Job growth is also still nonexistent. Randy Burns, 50, the gregarious owner of Lehigh Discount Furniture, says he now receives 15 to 20 calls a week from people asking him to buy their furniture or help them move out of town — and he said he planned to leave, too.
“Until there’s jobs and foreclosures stop,” he said, “nothing’s going to change.”
The Latest Battle
Creating a community in a deepening recession, many here now say, feels harder than dealing with a Category 5 hurricane. Panic is a powerful headwind.
Voters defeated a proposal last year to incorporate Lehigh Acres, partly because residents feared higher taxes. And Team Rescue, for all its strength as a unified front, is still trying to figure out how to curb the spread of desperation.
Most recently the group has been struggling with a growing wave of families that either visit multiple food pantries using aliases or return the food to supermarkets for money or other items.
Ms. Nicely, at Lehigh Community Services, said that in November she started using a magic marker to blacken UPC symbols on cans so grocery stores would not accept them as returns.
“We even had to do that on the toys for Christmas,” Ms. Nicely said. Without such limits, she said, the neediest families might not be served.
Still, she often feels torn, saying, “I can’t be sure I wouldn’t do the same thing if I was a single parent and my kids were hungry.”
“The needs are so strong now,” she added, noting that there were more canned peas than peanut butter on her shelves because of growing demand. “They’ve never been this big before.”
A similar struggle between cohesion and chaos was also evident at a recent evangelical men’s meeting, where 8 of the 15 members said they had been laid off in the last year. Even as the group had helped some of the men cope, others said their families had been broken up by the stress.
And then there is Ms. Chilson. She lost her house partly because of the boom (if not for easy credit, she might not have refinanced her mortgage a few years ago), the bust (which led to her husband being laid off from his pest control job) and overspending (which led to more than $20,000 in credit card debt).
She and her husband had lived in their simple green ranch house for 18 years, and the night they were kicked out, they stayed across the street with an elderly man whom Ms. Chilson had often helped with his medication.

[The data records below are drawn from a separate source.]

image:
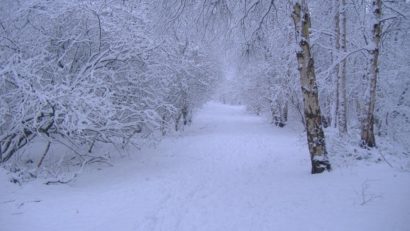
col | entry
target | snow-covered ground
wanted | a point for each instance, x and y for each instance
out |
(228, 171)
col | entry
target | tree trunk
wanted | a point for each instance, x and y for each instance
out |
(367, 134)
(342, 113)
(314, 130)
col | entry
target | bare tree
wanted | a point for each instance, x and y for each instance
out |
(367, 134)
(314, 130)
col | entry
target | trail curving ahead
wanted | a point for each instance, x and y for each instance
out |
(228, 171)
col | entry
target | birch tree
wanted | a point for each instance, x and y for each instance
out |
(367, 133)
(314, 129)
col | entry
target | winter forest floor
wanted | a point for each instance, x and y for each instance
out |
(228, 171)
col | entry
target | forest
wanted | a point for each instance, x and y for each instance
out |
(88, 84)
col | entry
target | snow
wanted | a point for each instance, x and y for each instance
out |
(228, 171)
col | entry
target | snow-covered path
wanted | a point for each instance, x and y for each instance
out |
(229, 171)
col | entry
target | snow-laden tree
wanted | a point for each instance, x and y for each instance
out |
(79, 73)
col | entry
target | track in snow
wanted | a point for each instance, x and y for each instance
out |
(229, 171)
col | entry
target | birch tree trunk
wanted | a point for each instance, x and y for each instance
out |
(342, 114)
(314, 129)
(337, 44)
(367, 134)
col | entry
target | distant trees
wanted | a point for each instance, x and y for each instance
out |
(79, 73)
(353, 45)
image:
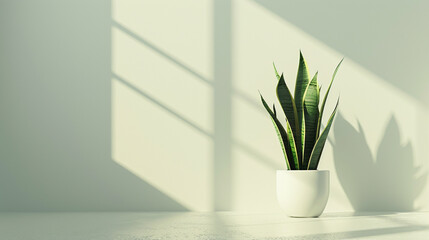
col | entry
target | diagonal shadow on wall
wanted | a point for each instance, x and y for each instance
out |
(385, 36)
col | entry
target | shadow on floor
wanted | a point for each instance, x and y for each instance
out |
(390, 182)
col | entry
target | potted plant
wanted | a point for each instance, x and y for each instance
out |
(302, 190)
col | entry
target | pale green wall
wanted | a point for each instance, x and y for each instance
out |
(153, 105)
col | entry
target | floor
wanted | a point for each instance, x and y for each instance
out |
(223, 225)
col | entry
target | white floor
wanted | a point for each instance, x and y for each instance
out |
(224, 225)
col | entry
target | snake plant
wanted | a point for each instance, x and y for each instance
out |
(301, 139)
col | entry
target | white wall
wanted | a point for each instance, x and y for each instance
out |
(153, 105)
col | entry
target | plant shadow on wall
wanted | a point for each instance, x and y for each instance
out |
(390, 182)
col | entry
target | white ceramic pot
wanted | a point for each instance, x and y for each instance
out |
(303, 193)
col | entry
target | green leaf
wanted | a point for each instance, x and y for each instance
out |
(320, 143)
(302, 80)
(281, 133)
(322, 108)
(275, 70)
(289, 108)
(311, 117)
(292, 147)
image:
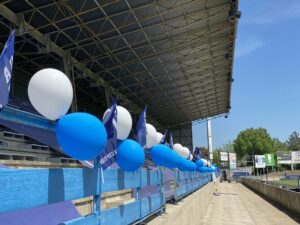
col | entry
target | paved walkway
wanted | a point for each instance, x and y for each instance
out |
(237, 205)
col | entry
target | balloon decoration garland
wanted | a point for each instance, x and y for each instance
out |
(83, 136)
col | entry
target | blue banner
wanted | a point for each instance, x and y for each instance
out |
(197, 154)
(6, 64)
(171, 141)
(109, 155)
(140, 131)
(163, 140)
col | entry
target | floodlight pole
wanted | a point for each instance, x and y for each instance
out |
(209, 139)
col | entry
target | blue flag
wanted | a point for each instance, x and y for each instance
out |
(171, 141)
(163, 140)
(140, 131)
(197, 154)
(109, 155)
(6, 64)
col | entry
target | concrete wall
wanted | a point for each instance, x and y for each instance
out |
(286, 198)
(190, 211)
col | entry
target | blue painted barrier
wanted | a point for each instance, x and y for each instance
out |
(29, 188)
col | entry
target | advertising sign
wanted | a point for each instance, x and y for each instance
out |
(269, 159)
(260, 161)
(224, 156)
(232, 161)
(284, 157)
(296, 157)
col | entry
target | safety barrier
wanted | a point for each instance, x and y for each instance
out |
(28, 188)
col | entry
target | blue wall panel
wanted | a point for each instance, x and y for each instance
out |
(26, 188)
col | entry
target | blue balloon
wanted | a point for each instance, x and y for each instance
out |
(130, 156)
(81, 135)
(183, 165)
(199, 163)
(202, 169)
(192, 166)
(162, 155)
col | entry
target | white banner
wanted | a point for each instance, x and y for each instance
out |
(296, 157)
(224, 156)
(232, 161)
(284, 157)
(260, 161)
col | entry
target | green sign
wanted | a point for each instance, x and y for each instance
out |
(269, 159)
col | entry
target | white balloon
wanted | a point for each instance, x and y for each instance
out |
(150, 136)
(186, 152)
(124, 122)
(159, 136)
(178, 148)
(50, 92)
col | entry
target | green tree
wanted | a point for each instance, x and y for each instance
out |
(293, 143)
(253, 142)
(279, 146)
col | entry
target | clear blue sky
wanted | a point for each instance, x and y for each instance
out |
(266, 88)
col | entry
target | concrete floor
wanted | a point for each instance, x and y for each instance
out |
(237, 205)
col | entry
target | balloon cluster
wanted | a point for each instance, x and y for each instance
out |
(83, 136)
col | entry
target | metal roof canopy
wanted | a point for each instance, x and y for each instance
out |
(175, 56)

Ms. Chilson put her couch in an old friend’s house, her frozen steaks in another. And as she scrambled to find work and a place to rent, she decided to thank those she could.
At one point, she tried to vacuum a neighbor’s house as an act of appreciation.
But the vacuum stayed quiet. Ms. Chilson discovered that the electricity had been turned off because the bill had not been paid. Any day now, she said, her neighbor will be leaving Lehigh Acres with all the others.